In order to do so, you’ll need to sort the array first. You can do it with quick sort (O(n log n), but you can also choose whatever you like as long as the numbers are in descending order or ascending order.
The beauty of binary search is that it locates and narrows the interval where the number you’re looking for might appear. Call it “cut in half” if you like. If there’s no identical numbers in the array, the length of the interval will be 1 in the end.
Let’s go back to the array.
First, let’s put the numbers in ascending order:
| Index | Value |
|---|---|
| 0 | 3 |
| 1 | 5 |
| 2 | 26 |
| 3 | 27 |
| 4 | 31 |
| 5 | 68 |
| 6 | 85 |
| 7 | 96 |
| 8 | 96 |
| 9 | 99 |
Assume we are looking for the index of 85.
It’s obvious that theIndex ∈ [0, 9].
But theIndex is greater than 4 (from 9/2).
So, we can narrow it down to theIndex ∈ [5, 9].
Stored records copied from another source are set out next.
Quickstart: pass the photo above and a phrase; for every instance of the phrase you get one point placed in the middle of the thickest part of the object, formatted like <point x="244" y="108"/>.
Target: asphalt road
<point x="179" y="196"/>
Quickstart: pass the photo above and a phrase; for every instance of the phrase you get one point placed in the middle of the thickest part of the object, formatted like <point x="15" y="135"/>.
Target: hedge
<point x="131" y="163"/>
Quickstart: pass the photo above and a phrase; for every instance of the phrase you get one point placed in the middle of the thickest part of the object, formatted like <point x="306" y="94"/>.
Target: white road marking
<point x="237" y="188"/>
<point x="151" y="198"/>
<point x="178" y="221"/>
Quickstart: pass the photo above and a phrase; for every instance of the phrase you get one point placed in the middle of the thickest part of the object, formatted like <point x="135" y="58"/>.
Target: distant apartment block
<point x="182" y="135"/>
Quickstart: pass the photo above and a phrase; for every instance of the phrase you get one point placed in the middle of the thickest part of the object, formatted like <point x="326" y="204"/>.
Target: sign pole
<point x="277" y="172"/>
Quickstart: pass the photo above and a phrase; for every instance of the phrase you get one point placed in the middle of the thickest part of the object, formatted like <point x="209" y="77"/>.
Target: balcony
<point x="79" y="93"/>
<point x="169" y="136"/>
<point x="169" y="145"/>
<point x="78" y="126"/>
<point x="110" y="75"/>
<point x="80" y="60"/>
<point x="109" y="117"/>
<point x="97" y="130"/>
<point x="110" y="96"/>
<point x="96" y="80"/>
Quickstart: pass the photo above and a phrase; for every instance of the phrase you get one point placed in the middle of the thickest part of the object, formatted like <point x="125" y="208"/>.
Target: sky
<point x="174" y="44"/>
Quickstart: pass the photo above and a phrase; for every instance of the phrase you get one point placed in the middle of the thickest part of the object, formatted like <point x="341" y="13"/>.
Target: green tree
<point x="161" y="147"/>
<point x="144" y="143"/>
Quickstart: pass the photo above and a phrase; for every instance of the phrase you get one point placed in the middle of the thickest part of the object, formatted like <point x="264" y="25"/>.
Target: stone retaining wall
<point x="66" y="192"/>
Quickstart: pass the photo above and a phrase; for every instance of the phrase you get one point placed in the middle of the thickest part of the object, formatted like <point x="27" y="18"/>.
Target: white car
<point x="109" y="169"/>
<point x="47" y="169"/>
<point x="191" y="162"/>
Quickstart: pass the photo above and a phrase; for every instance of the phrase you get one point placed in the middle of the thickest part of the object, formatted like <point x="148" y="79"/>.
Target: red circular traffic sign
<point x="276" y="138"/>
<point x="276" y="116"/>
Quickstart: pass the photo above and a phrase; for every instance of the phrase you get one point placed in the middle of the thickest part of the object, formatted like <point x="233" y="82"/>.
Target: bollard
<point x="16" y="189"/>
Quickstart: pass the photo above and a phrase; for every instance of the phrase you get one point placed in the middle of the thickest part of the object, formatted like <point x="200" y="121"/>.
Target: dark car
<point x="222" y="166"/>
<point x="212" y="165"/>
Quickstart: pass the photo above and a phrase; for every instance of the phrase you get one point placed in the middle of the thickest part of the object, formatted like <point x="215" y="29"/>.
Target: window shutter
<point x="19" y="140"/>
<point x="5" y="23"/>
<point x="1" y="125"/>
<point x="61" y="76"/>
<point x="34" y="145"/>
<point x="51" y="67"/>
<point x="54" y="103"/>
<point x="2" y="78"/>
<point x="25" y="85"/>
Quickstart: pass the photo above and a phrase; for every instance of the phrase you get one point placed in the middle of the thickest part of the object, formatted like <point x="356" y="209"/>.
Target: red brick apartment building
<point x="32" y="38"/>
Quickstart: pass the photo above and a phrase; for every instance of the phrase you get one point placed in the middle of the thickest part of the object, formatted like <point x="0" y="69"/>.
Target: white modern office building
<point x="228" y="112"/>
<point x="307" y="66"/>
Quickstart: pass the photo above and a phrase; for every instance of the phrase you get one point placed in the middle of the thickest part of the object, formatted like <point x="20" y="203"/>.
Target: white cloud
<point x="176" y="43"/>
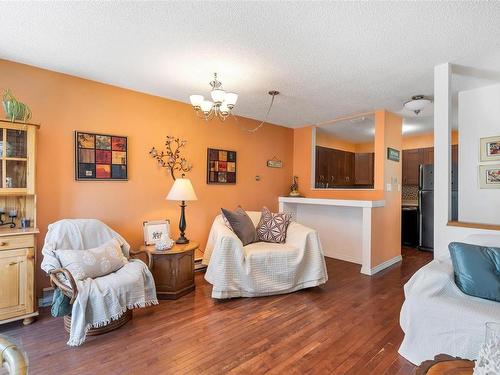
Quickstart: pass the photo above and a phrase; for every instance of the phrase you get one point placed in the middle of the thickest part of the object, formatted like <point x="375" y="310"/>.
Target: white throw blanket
<point x="106" y="298"/>
<point x="437" y="317"/>
<point x="262" y="268"/>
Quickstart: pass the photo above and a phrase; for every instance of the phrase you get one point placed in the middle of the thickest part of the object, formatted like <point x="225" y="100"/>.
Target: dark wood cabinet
<point x="337" y="168"/>
<point x="411" y="162"/>
<point x="363" y="168"/>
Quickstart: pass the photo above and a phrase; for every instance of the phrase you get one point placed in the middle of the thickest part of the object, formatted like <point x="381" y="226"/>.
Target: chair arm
<point x="133" y="254"/>
<point x="13" y="357"/>
<point x="70" y="291"/>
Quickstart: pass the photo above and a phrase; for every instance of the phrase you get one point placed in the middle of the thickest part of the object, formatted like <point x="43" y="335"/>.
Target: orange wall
<point x="62" y="104"/>
<point x="303" y="165"/>
<point x="325" y="140"/>
<point x="386" y="221"/>
<point x="424" y="140"/>
<point x="386" y="237"/>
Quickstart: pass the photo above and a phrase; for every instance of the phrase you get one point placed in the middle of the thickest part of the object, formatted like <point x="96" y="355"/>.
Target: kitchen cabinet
<point x="343" y="169"/>
<point x="17" y="200"/>
<point x="411" y="162"/>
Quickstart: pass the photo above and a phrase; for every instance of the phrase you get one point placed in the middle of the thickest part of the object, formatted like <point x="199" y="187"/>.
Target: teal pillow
<point x="477" y="269"/>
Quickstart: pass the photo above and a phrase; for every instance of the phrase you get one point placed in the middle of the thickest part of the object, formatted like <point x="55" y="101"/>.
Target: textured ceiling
<point x="328" y="59"/>
<point x="356" y="130"/>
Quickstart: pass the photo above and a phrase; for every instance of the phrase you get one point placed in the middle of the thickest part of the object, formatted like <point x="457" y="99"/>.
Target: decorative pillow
<point x="241" y="224"/>
<point x="272" y="227"/>
<point x="95" y="262"/>
<point x="477" y="269"/>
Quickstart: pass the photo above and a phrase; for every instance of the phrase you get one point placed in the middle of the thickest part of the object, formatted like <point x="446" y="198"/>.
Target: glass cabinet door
<point x="14" y="155"/>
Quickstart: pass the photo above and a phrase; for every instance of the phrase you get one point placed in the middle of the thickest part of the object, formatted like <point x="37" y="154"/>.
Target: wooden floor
<point x="348" y="326"/>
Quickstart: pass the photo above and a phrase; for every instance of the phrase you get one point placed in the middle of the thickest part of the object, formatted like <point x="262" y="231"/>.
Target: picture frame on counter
<point x="156" y="231"/>
<point x="489" y="176"/>
<point x="490" y="148"/>
<point x="393" y="154"/>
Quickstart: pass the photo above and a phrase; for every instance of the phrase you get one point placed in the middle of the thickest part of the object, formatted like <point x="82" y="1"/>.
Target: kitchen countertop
<point x="409" y="203"/>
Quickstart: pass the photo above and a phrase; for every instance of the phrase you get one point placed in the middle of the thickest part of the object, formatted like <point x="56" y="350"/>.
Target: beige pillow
<point x="95" y="262"/>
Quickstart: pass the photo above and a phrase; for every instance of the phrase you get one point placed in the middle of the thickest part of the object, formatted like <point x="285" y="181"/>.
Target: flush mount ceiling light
<point x="417" y="103"/>
<point x="222" y="104"/>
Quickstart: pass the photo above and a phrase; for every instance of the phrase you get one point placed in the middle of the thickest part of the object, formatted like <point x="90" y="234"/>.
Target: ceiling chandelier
<point x="417" y="103"/>
<point x="220" y="106"/>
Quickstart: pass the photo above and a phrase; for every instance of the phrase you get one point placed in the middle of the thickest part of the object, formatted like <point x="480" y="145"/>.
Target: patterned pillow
<point x="95" y="262"/>
<point x="272" y="227"/>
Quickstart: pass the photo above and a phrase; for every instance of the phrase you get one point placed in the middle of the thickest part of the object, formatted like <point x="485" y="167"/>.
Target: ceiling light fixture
<point x="220" y="106"/>
<point x="417" y="103"/>
<point x="223" y="103"/>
Is theIndex == 7 (from (5+9)/2)?
No! So it’ll be theIndex ∈ [5, 6].
Is theIndex == 5 (from (5+6)/2)?
No! So it’ll be theIndex ∈ [6, 6].
Therefore, theIndex shall be 6.
Source Code:
int left = 0, right = 9;
while (left < right)
{
if (array[(left + right)/2] == 85)
{
return (left + right)/2;
} else
{
if (array[(left + right)/2] < 85)
{
if ((left + right)/2 + 1 <= 9)
{
left = (left + right)/2 + 1;
}
} else
{
if ((left + right)/2 + 1 >= 0)
{
right = (left + right)/2 - 1;
}
}
}
}
return left;
As for the time complexity of binary search
| Condition | O |
|---|---|
| Worst-case performance | O(log n) |
| Best-case performance | O(1) |
| Average performance | O(log n) |
| Worst-case space complexity | O(1) |
There’s only one question left. What happens if the number you are looking for appears multiple times in the array? I’m sure you can figure that out on your own.